@MadCornishBiker Said
I am sorry, but as is often the case your reply is typical of one who has taken the party line without actually thinking about it. Thin it through a bit more deeply, especially taking the following into account.
Use of blood in a transfusion causes Haemolytic reaction. That is a given and completely unavoidable as long as blood contains DNA. Since the alternatives don't carry DNA, and therefore
cannot cause Haemolytic reaction, that one factor alone makes blood the inferior transfusion medium.
When you add in the chance of infection, including Cancer as my father's case demonstrates, from transfused blood, however small that chance may be, again blood comes out as the inferior medium.
Add in the increased risk of haemorrhage because of the added anti-coagulants in blood, and that increases the inferiority of blood as a transfusion medium.
Whilst it has to be admitted that the alternatives do nothing to prevent haemorrhage, they do not promote it through containing anti-coagulants.
The only saving grace for blood is a transfusion medium is that it increases circulatory volume, which all the others do anyway, since transfused blood does not carry oxygen for at least 24, often 48 hours..
It is not a bogus claim. In 1984 one of the top Surgeons in the UK said n an article in the Guardian, "If we had to get a licence for blood as a medicine now we would fail as it would be deemed too dangerous". A very true statement.
Because it is not the permitted components that cause the dangers and problem. Haemolytic reaction is only triggered by foreign DNA which is not contained in the permitted components. The very fact the blood has been broken down into components removes the other health problems with blood.
I am not the one trying to have it both ways, nor are the JWs.
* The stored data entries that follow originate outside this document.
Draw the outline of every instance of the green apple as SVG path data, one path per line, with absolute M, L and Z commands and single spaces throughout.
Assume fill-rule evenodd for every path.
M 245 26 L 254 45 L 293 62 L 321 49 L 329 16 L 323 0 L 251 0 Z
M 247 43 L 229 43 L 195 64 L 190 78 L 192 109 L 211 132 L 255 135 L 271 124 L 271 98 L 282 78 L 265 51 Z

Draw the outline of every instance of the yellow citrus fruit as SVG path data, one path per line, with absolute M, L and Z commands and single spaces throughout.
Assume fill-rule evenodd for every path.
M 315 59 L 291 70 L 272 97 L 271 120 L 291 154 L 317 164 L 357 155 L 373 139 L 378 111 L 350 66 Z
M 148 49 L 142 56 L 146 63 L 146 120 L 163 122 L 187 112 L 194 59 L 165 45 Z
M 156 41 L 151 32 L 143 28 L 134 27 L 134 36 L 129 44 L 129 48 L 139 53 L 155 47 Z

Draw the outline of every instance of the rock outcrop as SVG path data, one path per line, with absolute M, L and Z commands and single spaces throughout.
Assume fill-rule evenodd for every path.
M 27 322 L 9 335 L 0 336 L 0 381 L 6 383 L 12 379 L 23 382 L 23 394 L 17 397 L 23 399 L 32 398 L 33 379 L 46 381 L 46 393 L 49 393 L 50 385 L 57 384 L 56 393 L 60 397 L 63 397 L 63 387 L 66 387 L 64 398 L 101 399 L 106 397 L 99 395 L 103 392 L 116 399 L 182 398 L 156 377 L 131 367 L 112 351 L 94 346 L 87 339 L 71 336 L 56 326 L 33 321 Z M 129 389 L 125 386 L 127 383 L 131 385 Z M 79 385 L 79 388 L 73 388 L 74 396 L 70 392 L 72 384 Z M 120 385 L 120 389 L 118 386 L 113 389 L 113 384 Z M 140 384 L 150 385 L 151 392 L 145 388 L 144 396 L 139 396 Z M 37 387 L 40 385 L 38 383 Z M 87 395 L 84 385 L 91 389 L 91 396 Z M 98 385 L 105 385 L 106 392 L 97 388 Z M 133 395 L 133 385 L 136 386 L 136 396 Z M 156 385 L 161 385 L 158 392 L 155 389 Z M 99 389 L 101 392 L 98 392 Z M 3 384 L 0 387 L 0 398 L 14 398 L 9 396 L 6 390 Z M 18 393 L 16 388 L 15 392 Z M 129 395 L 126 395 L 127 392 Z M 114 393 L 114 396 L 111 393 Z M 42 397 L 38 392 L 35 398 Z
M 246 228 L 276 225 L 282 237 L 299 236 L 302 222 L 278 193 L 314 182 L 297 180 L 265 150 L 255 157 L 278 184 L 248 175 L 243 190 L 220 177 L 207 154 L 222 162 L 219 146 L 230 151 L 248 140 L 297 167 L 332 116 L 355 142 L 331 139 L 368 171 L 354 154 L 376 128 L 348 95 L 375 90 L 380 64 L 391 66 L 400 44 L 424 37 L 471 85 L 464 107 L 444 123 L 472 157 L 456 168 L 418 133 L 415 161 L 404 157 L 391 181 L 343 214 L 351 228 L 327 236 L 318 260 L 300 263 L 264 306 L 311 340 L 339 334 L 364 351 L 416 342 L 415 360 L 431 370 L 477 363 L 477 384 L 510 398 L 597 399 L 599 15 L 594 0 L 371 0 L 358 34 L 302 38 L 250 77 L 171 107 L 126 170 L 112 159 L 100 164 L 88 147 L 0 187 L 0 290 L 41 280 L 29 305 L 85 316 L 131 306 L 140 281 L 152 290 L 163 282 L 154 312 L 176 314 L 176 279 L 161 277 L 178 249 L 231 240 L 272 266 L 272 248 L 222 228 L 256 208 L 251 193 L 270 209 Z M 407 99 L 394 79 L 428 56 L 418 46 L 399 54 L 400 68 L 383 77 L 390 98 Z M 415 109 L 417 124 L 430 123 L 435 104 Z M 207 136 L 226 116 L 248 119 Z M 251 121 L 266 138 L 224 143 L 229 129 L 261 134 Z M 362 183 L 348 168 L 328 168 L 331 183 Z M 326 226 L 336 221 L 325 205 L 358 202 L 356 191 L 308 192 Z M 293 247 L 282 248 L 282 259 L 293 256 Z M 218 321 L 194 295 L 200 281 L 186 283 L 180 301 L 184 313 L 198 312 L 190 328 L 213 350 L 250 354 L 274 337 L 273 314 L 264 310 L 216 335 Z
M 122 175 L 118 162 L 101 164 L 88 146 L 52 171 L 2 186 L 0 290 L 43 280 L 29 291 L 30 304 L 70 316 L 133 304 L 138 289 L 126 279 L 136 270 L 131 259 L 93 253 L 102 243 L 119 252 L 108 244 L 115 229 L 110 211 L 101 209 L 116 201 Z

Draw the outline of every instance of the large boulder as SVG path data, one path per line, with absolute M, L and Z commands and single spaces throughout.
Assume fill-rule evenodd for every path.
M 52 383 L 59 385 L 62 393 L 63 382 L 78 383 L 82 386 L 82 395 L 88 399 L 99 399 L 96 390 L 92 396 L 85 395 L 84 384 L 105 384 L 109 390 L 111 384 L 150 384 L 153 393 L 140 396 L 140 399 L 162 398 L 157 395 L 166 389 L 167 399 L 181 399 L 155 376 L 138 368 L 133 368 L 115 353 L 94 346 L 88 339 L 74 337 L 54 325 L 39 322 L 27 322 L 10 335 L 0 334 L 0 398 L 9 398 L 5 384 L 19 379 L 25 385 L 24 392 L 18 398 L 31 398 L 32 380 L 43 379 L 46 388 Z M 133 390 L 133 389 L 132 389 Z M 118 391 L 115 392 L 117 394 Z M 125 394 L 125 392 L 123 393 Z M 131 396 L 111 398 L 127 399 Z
I find it interesting that in the UK Ambulances will soon be carrying blood for transfusion. Maybe because of the number of surgeons now performing operations without blood they are desperate for ways to use it. Thin about it. With muhc reduced ability to type blood on the scene of an accident the increase it the chance of sever haemolytic reaction, even fatally so, is much increased.
And they claim to put patients first. That'll be the day, it is and has always been money first reputation second and patients third as far as the health authorities are concerned. That is why in the UK medical treatment, even for fatal diseases and problems,is now called a Postcode Lottery, because the availability of drugs and treatment depends in the main on where you live!
You have absolutely no idea what you are talking about.